Open XinYao1994 opened 3 years ago
Hi @XinYao1994 ,it's very nice of integrating Plato to Federated Learning feature of Sedna.
But I don't think the CRD interface should expose "PlatoConfig" to sedna user, because of:
So, I think Plato parameter should be expanded to sedna CRD interface.
The following table is the expanding solution:
Plato | Parameters | Value | Integration Approach | description |
---|---|---|---|---|
clients | type | Mistnet | As param of training script | - |
total_clients | 2 | Delete | In sedna, number of total_clients is auto detected. | |
client_per_round | 1 | As a param of aggregation script | Client selection should be a function of aggregation algorithm. | |
do_test | false | As code snippet of training script | - | |
data | datasource | data_1 | As param of training script | Need to unify the data format. |
partition_size | 128 | Delete | The function of simulation and production should be decoupled.
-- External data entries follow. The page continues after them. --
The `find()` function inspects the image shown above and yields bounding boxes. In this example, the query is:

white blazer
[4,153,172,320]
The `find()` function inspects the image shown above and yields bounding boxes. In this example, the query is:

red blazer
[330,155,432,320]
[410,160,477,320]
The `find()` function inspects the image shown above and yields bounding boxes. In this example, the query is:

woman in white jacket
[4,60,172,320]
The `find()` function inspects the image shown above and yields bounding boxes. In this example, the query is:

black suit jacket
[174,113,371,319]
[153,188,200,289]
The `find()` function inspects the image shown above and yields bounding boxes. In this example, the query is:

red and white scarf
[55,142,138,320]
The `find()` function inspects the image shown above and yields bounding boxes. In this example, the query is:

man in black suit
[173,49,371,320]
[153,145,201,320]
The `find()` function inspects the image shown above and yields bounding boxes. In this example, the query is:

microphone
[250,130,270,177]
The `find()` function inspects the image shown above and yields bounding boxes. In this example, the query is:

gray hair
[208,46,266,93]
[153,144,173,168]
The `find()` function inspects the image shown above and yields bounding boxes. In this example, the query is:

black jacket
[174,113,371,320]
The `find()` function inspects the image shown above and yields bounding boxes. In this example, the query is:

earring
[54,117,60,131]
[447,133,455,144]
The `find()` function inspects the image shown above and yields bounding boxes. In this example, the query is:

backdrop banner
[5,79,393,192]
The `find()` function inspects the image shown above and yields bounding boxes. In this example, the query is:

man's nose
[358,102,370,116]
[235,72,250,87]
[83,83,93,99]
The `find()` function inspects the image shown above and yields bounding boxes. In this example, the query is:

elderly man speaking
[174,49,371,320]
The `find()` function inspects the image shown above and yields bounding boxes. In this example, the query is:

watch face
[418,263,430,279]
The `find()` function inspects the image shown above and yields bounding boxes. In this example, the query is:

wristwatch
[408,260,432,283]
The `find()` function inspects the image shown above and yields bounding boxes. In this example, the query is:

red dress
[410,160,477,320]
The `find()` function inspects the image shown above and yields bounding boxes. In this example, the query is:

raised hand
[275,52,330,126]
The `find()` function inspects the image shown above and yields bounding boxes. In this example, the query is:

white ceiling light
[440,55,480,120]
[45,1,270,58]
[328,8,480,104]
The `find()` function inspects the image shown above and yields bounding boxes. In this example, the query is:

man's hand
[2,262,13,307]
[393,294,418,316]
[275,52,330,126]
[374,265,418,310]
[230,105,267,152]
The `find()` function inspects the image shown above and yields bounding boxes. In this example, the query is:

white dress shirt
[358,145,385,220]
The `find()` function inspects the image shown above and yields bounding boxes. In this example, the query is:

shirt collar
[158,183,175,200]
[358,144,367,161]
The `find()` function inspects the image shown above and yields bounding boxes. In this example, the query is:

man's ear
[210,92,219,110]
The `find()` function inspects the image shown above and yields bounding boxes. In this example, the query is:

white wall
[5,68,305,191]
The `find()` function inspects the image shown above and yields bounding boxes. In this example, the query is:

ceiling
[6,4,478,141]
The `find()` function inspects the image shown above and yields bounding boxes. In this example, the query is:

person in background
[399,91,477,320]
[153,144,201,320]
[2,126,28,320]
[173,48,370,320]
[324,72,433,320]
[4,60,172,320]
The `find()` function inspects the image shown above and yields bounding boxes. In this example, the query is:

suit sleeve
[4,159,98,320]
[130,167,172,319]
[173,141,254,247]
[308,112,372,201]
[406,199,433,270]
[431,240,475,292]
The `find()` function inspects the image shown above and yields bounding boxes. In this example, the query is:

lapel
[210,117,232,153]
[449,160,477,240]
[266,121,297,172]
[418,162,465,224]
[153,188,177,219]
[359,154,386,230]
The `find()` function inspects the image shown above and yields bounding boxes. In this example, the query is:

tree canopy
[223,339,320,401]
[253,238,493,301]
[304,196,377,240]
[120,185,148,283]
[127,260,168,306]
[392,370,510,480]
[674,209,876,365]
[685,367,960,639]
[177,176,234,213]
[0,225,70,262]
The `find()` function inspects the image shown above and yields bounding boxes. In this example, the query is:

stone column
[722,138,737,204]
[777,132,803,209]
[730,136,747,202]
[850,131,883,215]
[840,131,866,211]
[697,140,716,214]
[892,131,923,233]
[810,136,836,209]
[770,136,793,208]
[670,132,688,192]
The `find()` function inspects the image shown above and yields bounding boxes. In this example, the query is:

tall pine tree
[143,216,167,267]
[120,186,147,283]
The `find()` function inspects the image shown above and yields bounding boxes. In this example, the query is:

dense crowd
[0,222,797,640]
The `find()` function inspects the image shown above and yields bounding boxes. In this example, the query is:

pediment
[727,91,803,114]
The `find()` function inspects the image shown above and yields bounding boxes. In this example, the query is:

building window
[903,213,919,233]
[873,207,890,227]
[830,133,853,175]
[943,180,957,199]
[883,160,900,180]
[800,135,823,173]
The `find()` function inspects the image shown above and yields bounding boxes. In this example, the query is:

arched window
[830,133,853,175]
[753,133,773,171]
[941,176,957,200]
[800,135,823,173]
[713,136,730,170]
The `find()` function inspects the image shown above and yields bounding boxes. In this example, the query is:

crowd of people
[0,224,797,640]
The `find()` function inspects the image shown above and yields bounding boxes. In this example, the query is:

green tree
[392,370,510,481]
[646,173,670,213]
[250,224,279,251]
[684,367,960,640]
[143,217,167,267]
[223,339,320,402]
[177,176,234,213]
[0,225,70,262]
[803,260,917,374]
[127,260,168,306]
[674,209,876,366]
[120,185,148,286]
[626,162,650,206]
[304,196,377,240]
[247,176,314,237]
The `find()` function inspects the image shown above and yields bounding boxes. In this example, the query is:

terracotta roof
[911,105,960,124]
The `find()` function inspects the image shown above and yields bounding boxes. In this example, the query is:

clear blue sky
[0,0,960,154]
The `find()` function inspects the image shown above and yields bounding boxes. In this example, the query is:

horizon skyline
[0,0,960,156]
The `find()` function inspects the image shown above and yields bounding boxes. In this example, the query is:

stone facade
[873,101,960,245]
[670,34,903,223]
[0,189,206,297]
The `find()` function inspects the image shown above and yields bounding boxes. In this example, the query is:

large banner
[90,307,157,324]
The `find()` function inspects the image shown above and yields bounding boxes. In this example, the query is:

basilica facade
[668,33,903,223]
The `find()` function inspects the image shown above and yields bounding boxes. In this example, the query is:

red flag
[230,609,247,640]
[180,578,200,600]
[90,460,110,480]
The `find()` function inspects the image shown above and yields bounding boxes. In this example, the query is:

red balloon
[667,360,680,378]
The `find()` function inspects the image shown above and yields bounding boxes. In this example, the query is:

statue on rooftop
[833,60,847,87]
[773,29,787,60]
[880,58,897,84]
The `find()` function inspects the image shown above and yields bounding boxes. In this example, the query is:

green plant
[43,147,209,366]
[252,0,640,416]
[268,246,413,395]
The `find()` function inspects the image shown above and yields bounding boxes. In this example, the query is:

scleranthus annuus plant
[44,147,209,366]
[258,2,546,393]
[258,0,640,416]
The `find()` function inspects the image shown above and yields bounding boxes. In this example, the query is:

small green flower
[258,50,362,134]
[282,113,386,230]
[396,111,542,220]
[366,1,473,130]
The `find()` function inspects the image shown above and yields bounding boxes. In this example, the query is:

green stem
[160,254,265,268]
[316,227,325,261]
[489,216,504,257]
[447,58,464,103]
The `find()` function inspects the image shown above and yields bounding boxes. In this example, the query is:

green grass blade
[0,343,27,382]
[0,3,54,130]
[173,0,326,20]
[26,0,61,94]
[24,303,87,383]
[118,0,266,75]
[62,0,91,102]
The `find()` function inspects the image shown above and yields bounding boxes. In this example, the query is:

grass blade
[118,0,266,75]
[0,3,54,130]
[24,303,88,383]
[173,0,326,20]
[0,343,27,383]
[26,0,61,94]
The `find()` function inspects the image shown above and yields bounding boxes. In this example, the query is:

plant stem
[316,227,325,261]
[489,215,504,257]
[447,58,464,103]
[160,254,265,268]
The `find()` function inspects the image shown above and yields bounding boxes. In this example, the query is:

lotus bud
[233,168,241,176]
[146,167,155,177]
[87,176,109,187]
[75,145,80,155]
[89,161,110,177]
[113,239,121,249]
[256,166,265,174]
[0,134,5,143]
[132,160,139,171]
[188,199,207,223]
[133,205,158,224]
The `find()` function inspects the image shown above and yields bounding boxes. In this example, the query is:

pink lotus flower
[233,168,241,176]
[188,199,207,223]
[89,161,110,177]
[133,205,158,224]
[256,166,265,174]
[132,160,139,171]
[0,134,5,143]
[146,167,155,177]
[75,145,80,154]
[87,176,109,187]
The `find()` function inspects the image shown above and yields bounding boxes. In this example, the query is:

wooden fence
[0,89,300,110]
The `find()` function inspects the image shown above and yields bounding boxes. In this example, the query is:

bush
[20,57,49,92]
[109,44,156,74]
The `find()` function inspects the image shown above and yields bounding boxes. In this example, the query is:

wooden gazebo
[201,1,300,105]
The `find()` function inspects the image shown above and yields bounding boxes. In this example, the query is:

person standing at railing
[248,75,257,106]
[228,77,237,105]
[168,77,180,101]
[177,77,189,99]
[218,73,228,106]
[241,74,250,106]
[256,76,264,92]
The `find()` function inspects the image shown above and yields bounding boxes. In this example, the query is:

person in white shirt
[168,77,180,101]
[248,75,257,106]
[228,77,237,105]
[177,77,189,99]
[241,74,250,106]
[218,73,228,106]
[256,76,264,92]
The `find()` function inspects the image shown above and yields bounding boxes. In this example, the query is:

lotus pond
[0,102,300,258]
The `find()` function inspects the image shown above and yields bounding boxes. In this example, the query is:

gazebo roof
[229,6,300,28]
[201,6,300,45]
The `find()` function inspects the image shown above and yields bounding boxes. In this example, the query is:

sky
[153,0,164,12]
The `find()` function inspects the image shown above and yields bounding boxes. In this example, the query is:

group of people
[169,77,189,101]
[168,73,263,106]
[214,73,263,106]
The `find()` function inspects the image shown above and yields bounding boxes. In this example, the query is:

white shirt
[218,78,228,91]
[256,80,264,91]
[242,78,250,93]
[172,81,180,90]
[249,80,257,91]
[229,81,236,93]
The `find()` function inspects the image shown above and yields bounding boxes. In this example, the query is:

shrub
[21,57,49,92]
It may need a dataset mgnt component of Sedna. | |
sampler | iid | Delete | Same as above | |
trainer | type | yolov5 | As build-in training script of Sedna | - |
rounds | 1 | As a param of aggregation script | Exit_check() should be a function of aggregation algorithm. | |
parallelized | false | Add new type param to Sedna | It may add a param type topology to Sedna. | |
max_concurrency | 3 | Add new type param to Sedna | It may add a param type topology to Sedna. | |
target_accuracy | 0.99 | As a param of aggregation script | Target_accuracy should be a function of aggregation algorithm. | |
epochs | 500 | As param of training script | - | |
batch_size | 16 | As param of training script | - | |
optimizer | SGD | As param of training script | - | |
linear_lr | false | As param of training script | - | |
model_name | model_1 | As param of training script | Need to find the difference of model in Sedna and model in Plato. | |
algorithm | type | mistnet | As a param of aggregation script | - |
cut_layer | 4 | As a param of aggregation script | - | |
epsilon | 100 | As a param of aggregation script | - |
Hello, thanks for your suggestions! @jaypume
1.Add Plato Config into the CRD interface.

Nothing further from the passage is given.